More mumps cases on campus: What you need to know

The number of mumps cases identified in UW-Madison students has increased to five. UHS is working with public health officials to monitor the situation.

Mumps is a contagious viral illness that spreads by droplets of saliva or mucus from the mouth, nose, or throat of an infected person, usually when the person coughs, sneezes or talks. While most people who have been given the mumps vaccine are usually protected for life against mumps infections, mumps can occur in previously immunized persons.

For common questions and answers about mumps, check out “What college students need to know about mumps.

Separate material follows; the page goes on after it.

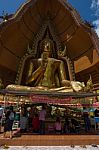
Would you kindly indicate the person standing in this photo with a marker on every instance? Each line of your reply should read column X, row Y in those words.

UHS is encouraging all students to take the following steps to stay healthy and prevent spreading the illness.

  1. Check your immunization records. First things first, check your immunization records to make sure you’ve had two doses of the measles-mumps-rubella (MMR) vaccine.
    If not, students can get vaccinated at no cost at UHS. Call 608-265-5600 or use MyUHS to make an appointment. Faculty and staff should visit their private health care provider or pharmacy.

  3. Take a page from the flu playbook with preventive actions. Wash your hands regularly with soap and water; sneeze and cough into a tissue or your elbow; and avoid sharing drinks, food and utensils.

  5. Watch for symptoms even if you have been vaccinated. Contact UHS if you experience them. Early symptoms usually begin 16 to 18 days after infection and are similar to those of the flu: fever, headache, muscle aches, and fatigue. Swelling of the cheek and jaw area (salivary glands) usually follows and is a classic symptom of mumps. Students who experience symptoms should call UHS at 608-265-5600 or use MyUHS to make an appointment. Faculty and staff should contact their private health care provider.

  7. Stay home if you are sick. Anyone suspected of having mumps is expected to stay home from school, work, or similar activities for five days. This means don’t attend class or labs, go to work, or socialize with others during this five-day period and don’t use public transportation. Mouth and nose should be covered during any sneezing or coughing and hands should be washed frequently. There is no treatment for mumps, but you can soothe your symptoms by getting plenty of bed rest, taking over-the-counter pain killers such as Ibuprofen or Tylenol to relieve any pain, and drinking plenty of fluids.